During my research career, I studied small mammals, fish, birds, and large carnivores. My MS thesis was on the neuroendocrine control of song in dark-eyed juncos and my PhD thesis was on the socioendocrinology of spotted hyenas. I have been incredibly fortunate to track wolves across northern Wisconsin, search for invasive fish species throughout the Great Lakes, catch songbirds at the base of Denali, observe a clan of hyenas for two years in the Masai Mara, and count all of the cheetahs and lions in one of Kenya’s most important wildlife areas. 

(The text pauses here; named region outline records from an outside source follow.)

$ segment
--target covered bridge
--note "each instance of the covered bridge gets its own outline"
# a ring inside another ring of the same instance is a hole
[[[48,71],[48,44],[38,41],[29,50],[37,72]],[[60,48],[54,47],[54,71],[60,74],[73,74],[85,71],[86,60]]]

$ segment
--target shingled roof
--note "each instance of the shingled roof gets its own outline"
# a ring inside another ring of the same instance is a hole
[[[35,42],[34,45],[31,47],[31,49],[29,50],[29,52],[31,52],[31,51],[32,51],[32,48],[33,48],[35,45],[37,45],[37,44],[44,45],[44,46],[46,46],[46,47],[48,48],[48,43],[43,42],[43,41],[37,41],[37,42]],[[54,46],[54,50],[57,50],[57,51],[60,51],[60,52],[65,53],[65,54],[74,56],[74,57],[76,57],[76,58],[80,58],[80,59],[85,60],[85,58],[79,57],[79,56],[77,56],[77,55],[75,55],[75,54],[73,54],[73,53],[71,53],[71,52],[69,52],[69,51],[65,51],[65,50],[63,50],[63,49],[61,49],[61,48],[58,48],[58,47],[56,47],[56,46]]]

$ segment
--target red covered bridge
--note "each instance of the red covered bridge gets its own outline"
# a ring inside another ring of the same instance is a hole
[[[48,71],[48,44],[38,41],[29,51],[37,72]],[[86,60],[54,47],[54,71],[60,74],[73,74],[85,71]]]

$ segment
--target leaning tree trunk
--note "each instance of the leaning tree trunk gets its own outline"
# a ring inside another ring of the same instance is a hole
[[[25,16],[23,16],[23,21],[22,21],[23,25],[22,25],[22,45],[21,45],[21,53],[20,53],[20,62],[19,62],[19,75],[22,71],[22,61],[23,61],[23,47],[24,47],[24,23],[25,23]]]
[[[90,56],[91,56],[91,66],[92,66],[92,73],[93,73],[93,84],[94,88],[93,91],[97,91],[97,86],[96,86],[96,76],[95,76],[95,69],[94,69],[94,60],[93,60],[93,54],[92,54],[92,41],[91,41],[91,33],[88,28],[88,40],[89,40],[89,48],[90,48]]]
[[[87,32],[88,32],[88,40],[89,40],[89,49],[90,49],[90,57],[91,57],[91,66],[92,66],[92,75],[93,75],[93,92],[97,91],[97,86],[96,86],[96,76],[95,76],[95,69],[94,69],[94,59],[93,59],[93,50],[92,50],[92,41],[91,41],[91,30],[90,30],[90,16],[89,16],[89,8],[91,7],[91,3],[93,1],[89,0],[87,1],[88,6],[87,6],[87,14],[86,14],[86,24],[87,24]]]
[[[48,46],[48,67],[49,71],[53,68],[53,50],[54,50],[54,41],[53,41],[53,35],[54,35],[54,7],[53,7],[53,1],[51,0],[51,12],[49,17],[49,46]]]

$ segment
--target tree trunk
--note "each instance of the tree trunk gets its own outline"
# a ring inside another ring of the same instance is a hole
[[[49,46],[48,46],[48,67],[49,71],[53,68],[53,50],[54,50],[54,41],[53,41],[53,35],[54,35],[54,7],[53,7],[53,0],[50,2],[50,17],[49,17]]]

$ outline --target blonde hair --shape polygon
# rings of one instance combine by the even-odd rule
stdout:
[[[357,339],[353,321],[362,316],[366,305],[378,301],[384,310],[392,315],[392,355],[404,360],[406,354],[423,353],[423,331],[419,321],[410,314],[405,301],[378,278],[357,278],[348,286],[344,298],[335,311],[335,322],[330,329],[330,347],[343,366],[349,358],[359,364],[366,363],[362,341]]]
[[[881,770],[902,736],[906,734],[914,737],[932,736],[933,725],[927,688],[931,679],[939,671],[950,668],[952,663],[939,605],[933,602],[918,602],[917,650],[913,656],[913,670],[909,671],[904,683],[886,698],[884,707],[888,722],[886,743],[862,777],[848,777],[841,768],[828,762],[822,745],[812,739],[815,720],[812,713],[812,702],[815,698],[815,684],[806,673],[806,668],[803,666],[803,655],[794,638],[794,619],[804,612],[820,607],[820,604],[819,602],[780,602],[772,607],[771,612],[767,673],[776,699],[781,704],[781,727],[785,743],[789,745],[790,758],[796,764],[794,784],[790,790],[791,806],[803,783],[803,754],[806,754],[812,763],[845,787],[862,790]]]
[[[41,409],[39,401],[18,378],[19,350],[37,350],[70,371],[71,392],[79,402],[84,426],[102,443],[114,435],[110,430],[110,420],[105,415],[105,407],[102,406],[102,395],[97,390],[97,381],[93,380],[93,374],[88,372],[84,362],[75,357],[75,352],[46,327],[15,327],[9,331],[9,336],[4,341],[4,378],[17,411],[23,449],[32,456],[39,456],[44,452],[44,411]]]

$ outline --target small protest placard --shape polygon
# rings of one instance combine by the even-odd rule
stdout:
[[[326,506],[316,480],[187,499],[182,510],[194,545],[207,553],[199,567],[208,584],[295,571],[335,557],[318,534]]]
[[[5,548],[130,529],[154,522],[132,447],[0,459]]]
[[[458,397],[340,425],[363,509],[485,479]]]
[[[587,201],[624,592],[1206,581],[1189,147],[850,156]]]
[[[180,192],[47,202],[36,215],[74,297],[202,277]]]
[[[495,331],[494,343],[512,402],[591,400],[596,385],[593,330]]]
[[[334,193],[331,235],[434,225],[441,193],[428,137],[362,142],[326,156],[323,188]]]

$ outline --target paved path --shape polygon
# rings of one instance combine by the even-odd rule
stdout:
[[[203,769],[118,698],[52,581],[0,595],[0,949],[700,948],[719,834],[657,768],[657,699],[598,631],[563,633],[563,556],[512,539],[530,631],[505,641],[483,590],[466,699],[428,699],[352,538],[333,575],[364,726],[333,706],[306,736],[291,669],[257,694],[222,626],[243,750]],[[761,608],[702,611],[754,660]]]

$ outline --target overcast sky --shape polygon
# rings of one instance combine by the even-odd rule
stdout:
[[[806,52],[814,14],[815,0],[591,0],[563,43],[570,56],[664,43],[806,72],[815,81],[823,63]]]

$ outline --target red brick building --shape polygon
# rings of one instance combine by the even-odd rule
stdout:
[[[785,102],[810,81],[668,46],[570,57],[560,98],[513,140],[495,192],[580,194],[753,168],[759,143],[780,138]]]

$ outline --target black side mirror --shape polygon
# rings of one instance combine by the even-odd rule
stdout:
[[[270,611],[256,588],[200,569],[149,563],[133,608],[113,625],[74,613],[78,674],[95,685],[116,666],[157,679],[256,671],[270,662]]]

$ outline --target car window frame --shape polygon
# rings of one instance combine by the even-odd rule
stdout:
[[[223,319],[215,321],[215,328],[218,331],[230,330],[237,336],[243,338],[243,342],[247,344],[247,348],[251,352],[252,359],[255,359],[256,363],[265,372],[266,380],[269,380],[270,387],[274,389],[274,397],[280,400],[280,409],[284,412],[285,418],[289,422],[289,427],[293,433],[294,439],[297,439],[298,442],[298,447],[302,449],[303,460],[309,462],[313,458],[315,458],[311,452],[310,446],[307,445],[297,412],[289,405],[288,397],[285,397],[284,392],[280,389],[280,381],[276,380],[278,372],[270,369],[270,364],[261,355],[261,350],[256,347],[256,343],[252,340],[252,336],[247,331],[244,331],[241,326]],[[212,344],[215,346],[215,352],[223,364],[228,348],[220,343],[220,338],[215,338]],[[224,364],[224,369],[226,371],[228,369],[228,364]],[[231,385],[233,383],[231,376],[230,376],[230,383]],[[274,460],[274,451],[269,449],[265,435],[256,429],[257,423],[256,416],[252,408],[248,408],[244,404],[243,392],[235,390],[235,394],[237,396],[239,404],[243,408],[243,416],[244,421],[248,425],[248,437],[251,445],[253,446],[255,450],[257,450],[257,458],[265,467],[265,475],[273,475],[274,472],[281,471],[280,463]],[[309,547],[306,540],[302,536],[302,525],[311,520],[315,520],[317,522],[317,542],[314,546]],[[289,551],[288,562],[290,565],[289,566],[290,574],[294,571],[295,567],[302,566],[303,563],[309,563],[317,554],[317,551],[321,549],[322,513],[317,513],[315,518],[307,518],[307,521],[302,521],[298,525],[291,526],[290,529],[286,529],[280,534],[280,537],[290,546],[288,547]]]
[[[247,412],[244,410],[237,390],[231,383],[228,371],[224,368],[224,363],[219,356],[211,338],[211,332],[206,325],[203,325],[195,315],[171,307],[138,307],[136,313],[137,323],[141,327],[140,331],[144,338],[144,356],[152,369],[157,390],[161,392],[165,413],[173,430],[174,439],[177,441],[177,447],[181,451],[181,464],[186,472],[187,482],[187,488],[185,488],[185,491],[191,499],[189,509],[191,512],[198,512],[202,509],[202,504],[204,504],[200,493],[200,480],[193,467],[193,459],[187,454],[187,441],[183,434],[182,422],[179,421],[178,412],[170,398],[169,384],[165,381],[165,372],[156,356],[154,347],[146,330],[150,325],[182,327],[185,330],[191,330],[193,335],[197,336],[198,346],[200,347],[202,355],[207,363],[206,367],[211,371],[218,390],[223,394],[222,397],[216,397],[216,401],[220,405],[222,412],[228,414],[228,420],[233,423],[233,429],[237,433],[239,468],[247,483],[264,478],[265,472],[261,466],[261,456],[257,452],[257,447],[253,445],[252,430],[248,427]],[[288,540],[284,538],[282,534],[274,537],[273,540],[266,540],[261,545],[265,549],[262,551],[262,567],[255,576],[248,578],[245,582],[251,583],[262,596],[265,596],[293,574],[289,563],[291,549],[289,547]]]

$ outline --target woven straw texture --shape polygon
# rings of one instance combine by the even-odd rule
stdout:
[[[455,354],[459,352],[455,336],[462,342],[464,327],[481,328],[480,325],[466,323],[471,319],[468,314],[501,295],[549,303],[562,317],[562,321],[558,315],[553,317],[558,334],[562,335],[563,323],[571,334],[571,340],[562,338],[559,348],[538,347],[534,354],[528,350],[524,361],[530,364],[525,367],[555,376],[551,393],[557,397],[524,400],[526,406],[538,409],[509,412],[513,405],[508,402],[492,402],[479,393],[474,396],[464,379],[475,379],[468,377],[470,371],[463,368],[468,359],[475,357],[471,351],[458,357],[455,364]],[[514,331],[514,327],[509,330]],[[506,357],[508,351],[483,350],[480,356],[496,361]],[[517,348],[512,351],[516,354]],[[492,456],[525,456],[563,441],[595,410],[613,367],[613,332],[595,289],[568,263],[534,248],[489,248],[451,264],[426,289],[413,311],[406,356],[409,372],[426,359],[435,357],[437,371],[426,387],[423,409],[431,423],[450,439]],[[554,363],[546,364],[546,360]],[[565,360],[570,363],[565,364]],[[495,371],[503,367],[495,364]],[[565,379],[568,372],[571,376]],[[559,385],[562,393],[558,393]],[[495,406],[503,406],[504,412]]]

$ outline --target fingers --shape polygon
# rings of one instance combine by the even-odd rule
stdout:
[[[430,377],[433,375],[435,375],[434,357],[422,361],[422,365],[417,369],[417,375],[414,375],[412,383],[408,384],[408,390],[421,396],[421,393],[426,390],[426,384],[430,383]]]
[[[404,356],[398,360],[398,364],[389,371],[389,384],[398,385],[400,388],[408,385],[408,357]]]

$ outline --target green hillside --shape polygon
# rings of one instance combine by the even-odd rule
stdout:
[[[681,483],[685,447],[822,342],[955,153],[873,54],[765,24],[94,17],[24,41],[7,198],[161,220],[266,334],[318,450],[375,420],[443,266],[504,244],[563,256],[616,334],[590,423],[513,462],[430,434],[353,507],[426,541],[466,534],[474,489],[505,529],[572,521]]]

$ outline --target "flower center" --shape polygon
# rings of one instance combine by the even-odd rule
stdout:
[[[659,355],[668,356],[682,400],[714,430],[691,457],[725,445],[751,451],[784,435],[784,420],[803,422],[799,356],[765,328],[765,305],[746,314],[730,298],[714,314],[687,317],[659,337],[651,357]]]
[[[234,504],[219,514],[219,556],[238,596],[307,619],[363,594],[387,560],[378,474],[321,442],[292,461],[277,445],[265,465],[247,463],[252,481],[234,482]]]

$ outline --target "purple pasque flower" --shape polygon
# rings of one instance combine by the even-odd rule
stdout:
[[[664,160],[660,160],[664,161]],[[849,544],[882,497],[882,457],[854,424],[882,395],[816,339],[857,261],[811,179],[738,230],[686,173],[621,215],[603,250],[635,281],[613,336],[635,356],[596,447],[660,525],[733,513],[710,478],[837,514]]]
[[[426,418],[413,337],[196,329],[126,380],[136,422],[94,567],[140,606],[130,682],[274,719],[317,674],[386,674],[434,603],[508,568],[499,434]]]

I am currently an Adjunct Assistant Professor of Integrative Biology at Michigan State University and the Chair of the IUCN SSC Hyaena Specialist Group. I have taught various lab courses and the MSU study abroad course Behavioral Ecology of African Mammals. I continue to help train research assistants with the Mara Hyena Project, and I teach an annual science-writing workshop for students involved with the MSU International Research Experience for Students on Field Research on African Carnivores (funded by the National Science Foundation).

I live with my family at the northernmost edge of the Mara-Serengeti ecosystem in Kenya, surrounded by wildlife and livestock in the Enonkishu Conservancy. I am a runner and I like to travel to places with interesting wildlife and good food: I am searching for a combination that tops the urban hyenas and exquisite coffee found in Harar, Ethiopia.